Get this right and a merge is invisible afterward — the surviving record looks like the relationship was always one clean timeline, because now it is.
Stop new duplicates at the door
Cleaning up duplicates is satisfying and temporary; the records regrow unless you close the doors that create them. Prevention is cheaper than cleanup by an order of magnitude.
- Check at entry. The most valuable place to catch a dupe is the instant a record is about to be created — a webform or manual add that warns "a contact with this email already exists" stops the dupe before it's born.
- Dedupe every import. Never bulk-import on top of live data without a match-and-merge pass. Catching dupes during the import is minutes; catching them next quarter is a project.
- Scan on a cadence. Even with locks on the doors, run a periodic duplicate scan — monthly is plenty — so the few that slip through never pile up. A monthly scan is a coffee's worth of time; a yearly one is a slog.
Let the CRM surface the candidates for you
The reason most teams live with duplicates is that finding them by hand is hopeless — you can't eyeball 4,000 contacts for near-matches. The job belongs to the system.
In Hitt CRM, duplicate detection surfaces likely matches automatically by the stable keys that actually work — the same email across two contacts, the same company domain across two accounts — so the candidates come to you instead of hiding in a list nobody scrolls.

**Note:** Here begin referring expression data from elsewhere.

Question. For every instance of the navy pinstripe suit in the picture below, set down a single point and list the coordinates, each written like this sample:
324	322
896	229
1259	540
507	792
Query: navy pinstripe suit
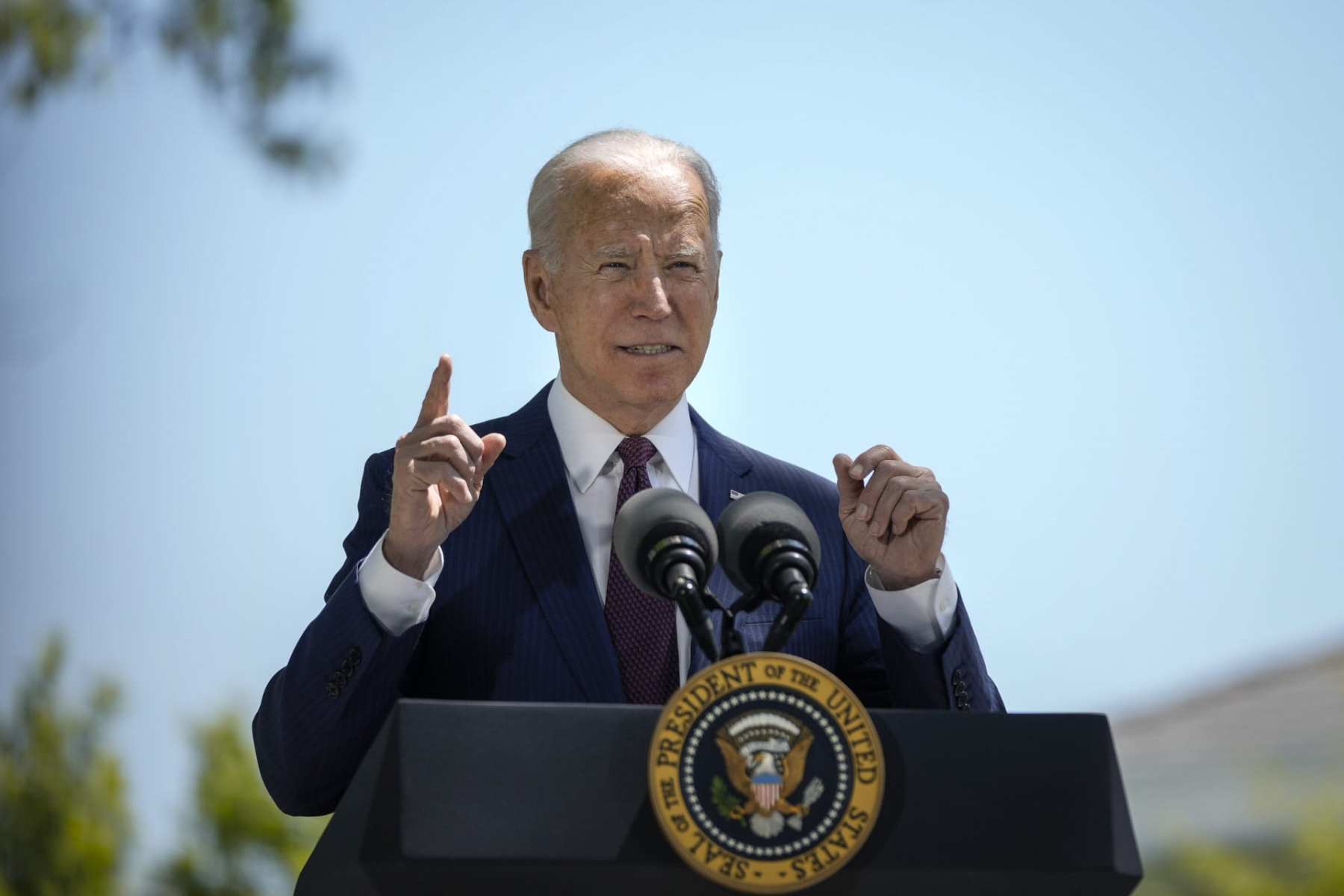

You confirm the real matches and merge them into a single contact whose timeline holds every note, task, and deal from both, so the relationship's history reassembles instead of scattering. Because lifecycle stage and lead score are derived from real activity on the record, a merged contact immediately reflects the combined history — and your reports stop double-counting one customer as two. Keeping the database deduped is what keeps every number built on top of it — pipeline coverage, win rate, contact totals — honest.
The one-sentence version
Duplicates are created at the point of entry and quietly corrupt every report and relationship built on top of them, so you fix them by matching on a stable key rather than a name (email for people, domain for companies), letting the system surface candidates for a human to confirm, merging rather than deleting so no note or deal is lost, and then closing the doors — check at entry, dedupe every import, scan monthly — so the cleanup you just did stays done.